Emotional Intelligence in Young Children: Teaching and Normalizing Feelings
Updated: Sep 29, 2018
Feelings. We all got them. Some are easier to manage than others, but sometimes our feelings can get the best of us. As a parent or caregiver, it is our job to teach our children how to identify and understand their feelings and emotions. Building emotional intelligence in our children early on lays the foundation to help them recognize emotions, name feelings, and learn helpful ways at communicating their experiences. The goal is to assist them in identifying what's going on in their bodies in order to learn effective ways of self-regulating (this will be a future blog post).

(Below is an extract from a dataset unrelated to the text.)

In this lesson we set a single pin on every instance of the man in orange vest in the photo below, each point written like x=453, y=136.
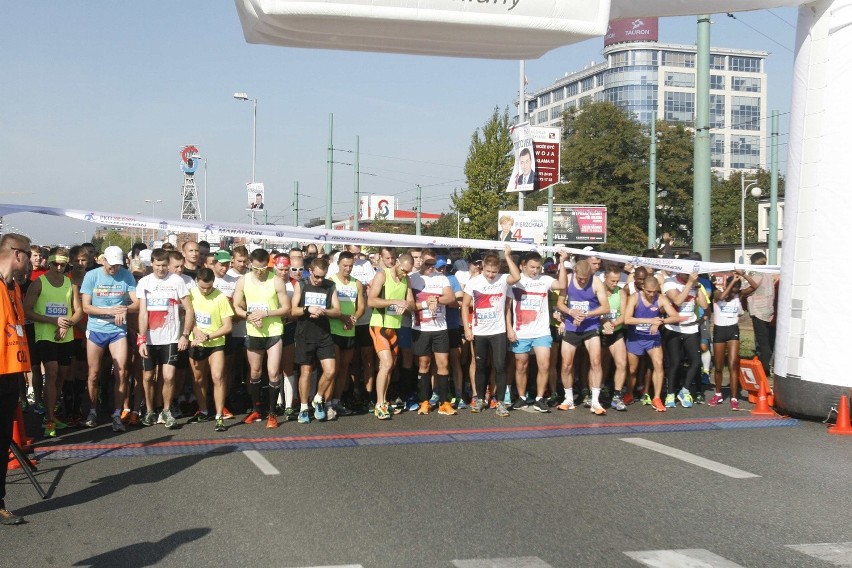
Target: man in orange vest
x=14, y=353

So, how do we teach feelings? This can seem tricky, especially if you yourself didn't have anyone supporting you in your journey of building emotional intelligence as a child. One easy way is through books. I absolutely LOVE using books as a tool to teach important concepts and life lessons. Books can simplify ideas, ignite curiosity in children, and give you the language to use to teach emotional intelligence.
Books I love about feelings:
- In My Heart by Jo Witek - Today I Feel Silly & Other Moods That Make My Day by Jaime Lee Curtis
- Wilma Jean the Worry Machine by Julia Cook
- Alexander and the Terrible, Horrible, No Good, Very Bad Day by Judith Viorst
- How Are You Peeling? Foods with Moods by Saxton Freymann
Another way to teach feelings is talking about your own with your child. In my experience working with parents, I often hear of parents trying to only show positive emotions to their children (i.e. happiness, joy, excitement). They feel like it is more beneficial to hide feelings of anger or sadness from them, often with the intention of protecting them. However, concealing your emotional experiences from your child can prevent them from learning how to express these emotions themselves. A simple way to do this is narrating your experience. If you are frustrated because you spilled the groceries in the car, say it out loud! " I am feeling frustrated because the food spilled", or sharing more vulnerable moments such as, "I am feeling sad today, I miss your auntie". This exposure will build your child's feelings vocabulary and normalize the full range of the emotional spectrum.
Normalizing feelings is another step in building emotional intelligence in young children. The goal is for children to feel empowered with their emotions and a part of this is not feeling shame about how they are feeling. Through direct or indirect responses to their emotions, children might learn that feeling mad or sad is "bad" rather than learning that these emotions are a normal part of human existence. Nine times out of ten when I ask a young child if it is "ok" to be mad, they answer with a big, emphatic "NO!". They associate anger, frustration, and sadness with being bad. This might be related to a parent or caregiver's tolerance of negative emotions, or misuse of language when a child is emoting (i.e. "Stop crying, I don't like it when you cry!", or "Bad boy! You don't yell inside"). This brings us to a an important distinction: there are no bad feelings; it is how we respond to our feelings that can get us into trouble. Giving your child permission to feel their feelings while setting firm and consistent limits on their behavior is the challenge (again, another blog post to come!).
For now, a great placed to start is to remember this: IT'S OK TO FEEL.